Let $f:\mathbb{R^3} \to \mathbb{R}$ be defined by $f(x,y,z)=(x-1)^2-yz$. For what values of $t \in \mathbb{R}$, is $f^{-1}(t)$ an embedded submanifold of $\mathbb{R^3}$ of dimension $2$?
The Jacobian of this function is of the form $[2x-2,-z,-y]$. The jacobian has full rank unless $x=1,y=0$ and $z=0$. Also $f(1,0,0)=0$. Thus I have to look at $f^{-1}(t)$ for $t=0$. Now the hessian matrix at $t=0$ is of the form $$\begin{bmatrix} 2 & 0 & 0\\ 0 & 0 & -1\\ 0 & -1 & 0\\ \end{bmatrix}$$
Let $D_1=2, D_2=\begin{bmatrix} 2 & 0 \\ 0 & 0 \\ \end{bmatrix},D_3=\begin{bmatrix} 2 & 0 & 0\\ 0 & 0 & -1\\ 0 & -1 & 0\\ \end{bmatrix}$. Then $|D_1|=2, |D_2|=0,|D_3| \ne 0$. Hence $(1,0,0)$ is a saddle point. Thus $f^{-1}(t)$ is an embedded submanifold except for when $t=0$.
Is this alright?
Thanks for the help!!
In general, it might be difficult to tell if a set is an embedded smooth submanifold or not. However, in your case, you are lucky because $f^{-1}(0)$ is not even a two-dimensional topological manifold near $(1,0,0)$.

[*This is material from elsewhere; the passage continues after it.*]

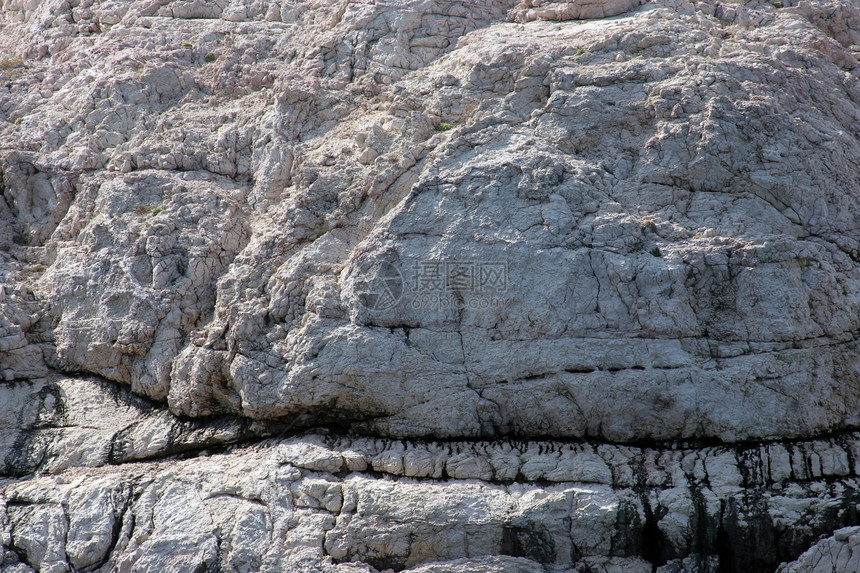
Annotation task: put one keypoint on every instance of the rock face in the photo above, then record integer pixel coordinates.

Note that your function $f$ is a translated quadratic form (it is of the form $x'^2 = yz$ for $x' = x - 1$). This form has signature $(+,+,-)$ so the zero level set $S = f^{-1}(0)$ is an elliptic double cone (plot done using wolfram cloud):
Intuitively, this is not a topological two-dimensional manifold near the vertex $v = (1,0,0)$. To see this formally, note that any open neighborhood $U$ of $v$ in $S$ has the property that $U \setminus \{ v \}$ is disconnected (by throwing away $v$ we split the cone into two parts). Hence, $U$ cannot be homeomorphic to a two-dimensional open ball because if you throw away a point from a two-dimensional open ball, you are left with a connected space.